ATLANTA (Ivanhoe Newswire/WTVM) -- Life can change in an instant. A car crash, a violent crime, even a sudden sports injury can leave someone in a wheelchair for the rest of her life. For women who are moms, it may be tough to envision ways to maintain parental authority while coping with a physical disability. But with a lot of determination and planning — families can thrive.

Kelley Simoneaux, a 30-year old Atlanta attorney, has been in a wheelchair since she was 16.

"I was a passenger, a back, middle passenger in an SUV that ran into a tree" Simoneaux explains.

She met her husband Bradlee when they were in college. A family was always part of the plan. Parenting from a wheelchair was never a concern.

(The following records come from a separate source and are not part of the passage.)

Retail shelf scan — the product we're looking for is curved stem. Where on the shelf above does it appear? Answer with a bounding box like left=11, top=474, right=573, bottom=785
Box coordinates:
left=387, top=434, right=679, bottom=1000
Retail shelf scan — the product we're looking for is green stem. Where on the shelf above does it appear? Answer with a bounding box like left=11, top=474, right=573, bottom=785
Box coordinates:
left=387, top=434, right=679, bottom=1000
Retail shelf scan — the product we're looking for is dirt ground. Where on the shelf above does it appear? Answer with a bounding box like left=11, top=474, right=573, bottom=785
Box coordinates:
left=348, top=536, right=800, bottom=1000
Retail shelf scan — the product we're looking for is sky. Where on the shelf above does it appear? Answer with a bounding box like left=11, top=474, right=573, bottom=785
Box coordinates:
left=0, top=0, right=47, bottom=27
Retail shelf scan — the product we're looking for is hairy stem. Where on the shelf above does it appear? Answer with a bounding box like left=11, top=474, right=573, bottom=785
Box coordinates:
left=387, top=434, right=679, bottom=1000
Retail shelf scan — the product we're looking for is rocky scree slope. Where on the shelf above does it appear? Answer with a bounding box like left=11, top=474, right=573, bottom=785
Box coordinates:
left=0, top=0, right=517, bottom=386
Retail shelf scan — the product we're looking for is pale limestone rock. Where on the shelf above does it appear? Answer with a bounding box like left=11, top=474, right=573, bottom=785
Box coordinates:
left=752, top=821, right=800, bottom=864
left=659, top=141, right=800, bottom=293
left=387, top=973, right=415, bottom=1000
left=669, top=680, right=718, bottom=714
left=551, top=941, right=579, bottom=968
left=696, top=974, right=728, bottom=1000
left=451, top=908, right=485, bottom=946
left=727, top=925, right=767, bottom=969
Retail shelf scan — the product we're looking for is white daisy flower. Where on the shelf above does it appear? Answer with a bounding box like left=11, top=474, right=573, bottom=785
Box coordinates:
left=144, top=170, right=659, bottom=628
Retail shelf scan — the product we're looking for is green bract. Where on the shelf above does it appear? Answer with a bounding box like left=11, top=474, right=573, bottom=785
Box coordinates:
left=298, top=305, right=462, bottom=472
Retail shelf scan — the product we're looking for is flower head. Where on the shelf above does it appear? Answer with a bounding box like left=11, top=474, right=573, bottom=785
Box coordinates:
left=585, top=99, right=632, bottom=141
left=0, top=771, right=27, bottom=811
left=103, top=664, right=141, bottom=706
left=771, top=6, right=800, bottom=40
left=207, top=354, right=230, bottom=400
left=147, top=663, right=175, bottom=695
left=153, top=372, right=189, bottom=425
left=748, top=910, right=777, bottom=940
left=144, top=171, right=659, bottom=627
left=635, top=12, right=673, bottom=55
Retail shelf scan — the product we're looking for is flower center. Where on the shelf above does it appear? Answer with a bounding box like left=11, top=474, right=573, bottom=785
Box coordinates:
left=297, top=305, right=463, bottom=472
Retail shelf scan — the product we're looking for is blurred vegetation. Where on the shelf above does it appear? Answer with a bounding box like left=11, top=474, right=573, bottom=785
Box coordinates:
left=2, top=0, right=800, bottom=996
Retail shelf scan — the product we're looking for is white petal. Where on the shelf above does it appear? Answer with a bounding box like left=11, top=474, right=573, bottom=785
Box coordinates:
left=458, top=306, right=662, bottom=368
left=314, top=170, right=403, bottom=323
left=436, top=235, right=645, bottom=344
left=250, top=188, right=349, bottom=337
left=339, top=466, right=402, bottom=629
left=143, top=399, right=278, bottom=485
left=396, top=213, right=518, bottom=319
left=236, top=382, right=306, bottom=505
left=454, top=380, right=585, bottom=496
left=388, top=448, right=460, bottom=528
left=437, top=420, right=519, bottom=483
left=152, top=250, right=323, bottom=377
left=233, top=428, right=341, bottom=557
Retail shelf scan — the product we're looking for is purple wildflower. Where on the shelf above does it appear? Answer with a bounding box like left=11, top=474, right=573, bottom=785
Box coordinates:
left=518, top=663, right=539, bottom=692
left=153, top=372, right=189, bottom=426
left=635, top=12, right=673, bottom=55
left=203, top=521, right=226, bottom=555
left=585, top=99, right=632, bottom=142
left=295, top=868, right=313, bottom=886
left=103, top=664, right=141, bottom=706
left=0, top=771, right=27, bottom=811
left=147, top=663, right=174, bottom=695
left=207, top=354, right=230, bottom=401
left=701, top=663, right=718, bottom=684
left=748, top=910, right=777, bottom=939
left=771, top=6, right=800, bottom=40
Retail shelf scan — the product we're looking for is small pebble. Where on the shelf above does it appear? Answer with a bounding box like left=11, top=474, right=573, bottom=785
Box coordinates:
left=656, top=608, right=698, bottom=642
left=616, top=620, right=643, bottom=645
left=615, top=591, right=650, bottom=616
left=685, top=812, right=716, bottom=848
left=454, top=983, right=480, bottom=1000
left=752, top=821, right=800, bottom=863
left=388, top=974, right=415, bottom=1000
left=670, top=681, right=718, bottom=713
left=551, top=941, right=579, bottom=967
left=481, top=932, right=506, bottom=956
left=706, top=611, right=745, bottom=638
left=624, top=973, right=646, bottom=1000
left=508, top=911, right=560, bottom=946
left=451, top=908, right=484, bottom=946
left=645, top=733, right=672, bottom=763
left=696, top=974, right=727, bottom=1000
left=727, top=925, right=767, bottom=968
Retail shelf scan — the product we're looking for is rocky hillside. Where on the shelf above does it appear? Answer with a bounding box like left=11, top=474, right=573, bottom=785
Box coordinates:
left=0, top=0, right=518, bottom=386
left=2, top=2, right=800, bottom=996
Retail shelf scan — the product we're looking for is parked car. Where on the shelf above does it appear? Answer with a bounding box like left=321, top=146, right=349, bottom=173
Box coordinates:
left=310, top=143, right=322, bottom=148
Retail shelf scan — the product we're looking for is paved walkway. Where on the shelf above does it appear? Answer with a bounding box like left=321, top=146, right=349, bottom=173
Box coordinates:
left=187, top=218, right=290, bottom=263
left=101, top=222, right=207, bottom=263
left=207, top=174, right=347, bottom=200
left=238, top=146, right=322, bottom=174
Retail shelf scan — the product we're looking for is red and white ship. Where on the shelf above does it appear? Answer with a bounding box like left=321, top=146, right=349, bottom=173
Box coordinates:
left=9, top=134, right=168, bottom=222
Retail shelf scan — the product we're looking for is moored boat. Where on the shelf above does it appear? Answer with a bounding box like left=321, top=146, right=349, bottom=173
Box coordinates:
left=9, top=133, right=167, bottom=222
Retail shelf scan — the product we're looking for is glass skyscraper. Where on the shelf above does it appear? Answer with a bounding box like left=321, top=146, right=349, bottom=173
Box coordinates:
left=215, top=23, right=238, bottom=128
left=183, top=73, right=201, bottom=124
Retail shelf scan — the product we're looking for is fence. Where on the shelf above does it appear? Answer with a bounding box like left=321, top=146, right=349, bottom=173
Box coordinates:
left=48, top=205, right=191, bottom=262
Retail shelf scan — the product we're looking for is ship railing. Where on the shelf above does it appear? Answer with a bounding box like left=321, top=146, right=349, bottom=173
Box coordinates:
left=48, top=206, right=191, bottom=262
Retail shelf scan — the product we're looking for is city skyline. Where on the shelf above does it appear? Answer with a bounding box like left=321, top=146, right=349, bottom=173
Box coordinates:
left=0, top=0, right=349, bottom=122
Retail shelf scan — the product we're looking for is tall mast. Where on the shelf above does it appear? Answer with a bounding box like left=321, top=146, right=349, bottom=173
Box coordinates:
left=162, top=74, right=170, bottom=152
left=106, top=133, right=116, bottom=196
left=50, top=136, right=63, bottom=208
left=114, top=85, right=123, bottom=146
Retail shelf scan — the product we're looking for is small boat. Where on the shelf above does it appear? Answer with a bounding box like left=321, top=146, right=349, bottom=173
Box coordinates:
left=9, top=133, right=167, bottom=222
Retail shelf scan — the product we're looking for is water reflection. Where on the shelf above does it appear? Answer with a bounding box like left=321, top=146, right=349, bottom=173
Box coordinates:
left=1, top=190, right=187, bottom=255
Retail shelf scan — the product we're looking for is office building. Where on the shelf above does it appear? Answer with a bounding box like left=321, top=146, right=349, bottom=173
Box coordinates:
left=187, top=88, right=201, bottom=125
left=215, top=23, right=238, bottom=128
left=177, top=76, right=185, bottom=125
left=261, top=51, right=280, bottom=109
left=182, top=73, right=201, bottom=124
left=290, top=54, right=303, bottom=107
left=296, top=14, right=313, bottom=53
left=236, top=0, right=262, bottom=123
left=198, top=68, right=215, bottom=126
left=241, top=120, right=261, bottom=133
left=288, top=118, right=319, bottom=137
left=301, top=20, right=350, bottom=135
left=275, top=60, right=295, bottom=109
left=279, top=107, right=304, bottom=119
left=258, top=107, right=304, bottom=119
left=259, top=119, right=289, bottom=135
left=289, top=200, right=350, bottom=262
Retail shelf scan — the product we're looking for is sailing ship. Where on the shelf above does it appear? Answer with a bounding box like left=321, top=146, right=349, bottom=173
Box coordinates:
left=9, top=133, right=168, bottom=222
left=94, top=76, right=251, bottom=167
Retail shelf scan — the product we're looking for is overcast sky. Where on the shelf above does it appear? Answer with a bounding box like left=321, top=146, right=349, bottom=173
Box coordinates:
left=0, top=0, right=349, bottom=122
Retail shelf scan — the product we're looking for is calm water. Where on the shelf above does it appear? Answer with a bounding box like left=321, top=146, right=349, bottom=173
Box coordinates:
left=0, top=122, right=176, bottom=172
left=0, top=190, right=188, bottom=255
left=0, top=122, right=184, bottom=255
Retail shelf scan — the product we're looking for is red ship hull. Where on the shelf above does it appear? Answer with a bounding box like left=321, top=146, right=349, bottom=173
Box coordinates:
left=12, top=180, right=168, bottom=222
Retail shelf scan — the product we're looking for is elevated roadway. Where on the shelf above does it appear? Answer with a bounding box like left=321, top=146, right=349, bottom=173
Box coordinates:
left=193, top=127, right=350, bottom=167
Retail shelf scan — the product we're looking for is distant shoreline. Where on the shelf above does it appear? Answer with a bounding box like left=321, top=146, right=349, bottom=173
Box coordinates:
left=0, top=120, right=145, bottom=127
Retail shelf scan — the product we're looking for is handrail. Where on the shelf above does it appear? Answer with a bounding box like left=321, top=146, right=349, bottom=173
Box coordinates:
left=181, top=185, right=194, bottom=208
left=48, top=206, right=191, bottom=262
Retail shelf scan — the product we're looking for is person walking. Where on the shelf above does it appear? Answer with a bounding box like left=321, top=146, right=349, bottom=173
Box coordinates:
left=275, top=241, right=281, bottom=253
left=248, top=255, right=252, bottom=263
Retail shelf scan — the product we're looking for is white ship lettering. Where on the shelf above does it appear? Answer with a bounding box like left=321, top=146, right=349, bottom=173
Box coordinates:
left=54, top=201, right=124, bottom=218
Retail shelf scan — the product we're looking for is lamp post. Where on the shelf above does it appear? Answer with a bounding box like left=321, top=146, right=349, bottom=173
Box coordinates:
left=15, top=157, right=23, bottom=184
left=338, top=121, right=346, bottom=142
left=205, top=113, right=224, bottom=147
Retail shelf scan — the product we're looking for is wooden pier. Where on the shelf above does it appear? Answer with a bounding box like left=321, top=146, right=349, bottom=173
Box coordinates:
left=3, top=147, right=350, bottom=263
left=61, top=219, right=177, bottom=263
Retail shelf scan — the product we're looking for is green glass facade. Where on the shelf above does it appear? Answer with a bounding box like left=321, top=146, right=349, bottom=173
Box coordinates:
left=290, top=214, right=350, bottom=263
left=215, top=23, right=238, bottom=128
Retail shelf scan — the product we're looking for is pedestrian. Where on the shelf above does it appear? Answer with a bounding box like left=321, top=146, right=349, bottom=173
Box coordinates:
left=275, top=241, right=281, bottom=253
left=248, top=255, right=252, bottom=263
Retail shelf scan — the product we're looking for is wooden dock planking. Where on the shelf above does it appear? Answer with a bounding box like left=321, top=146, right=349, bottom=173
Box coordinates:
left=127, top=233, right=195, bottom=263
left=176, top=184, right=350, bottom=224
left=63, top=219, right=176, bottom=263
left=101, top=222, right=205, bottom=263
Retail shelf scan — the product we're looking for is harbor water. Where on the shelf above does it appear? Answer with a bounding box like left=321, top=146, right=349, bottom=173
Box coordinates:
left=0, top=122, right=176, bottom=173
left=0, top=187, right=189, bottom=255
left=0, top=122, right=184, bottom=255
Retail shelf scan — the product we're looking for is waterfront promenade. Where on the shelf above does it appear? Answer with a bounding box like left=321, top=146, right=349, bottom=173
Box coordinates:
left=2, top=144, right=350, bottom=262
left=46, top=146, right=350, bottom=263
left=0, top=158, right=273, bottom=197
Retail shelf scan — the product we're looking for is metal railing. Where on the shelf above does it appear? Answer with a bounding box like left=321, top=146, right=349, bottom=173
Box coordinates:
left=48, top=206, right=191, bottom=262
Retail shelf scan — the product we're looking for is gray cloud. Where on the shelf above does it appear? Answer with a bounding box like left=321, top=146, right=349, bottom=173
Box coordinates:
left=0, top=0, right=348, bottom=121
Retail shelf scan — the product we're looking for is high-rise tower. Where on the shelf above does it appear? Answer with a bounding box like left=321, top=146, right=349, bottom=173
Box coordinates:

"We've just found different ways to make it work" she says.

At the Shepherd Center in Atlanta, Occupational Therapists show patients how to re-enter their lives.

Jennifer Long, Occupational Therapist at the Shepherd Center says, "When moms are coming out of therapy initially, they might not be able to do everything completely independently."

Therapists say it's important to ask for help from another adult. A child should not step into a caregiver role. Even though a child may tower over a parent in a wheelchair — it's crucial to maintain authority. Discipline may take some problem-solving.

"You're in trouble. We're going into the living room. You're sitting on the floor. I'm still above you" Long explains.

Simoneaux says in many ways she's lucky. She and daughter Mary Brooks are learning together since a mom on wheels is all Mary Brooks knows.

Major rehabilitation centers, like Shepherd Center, also coach parents in wheelchairs about household and equipment modifications that can make life with kids easier — everything from side-opening cribs, to baby carriers — and tools that are perfect for easily opening jars of food.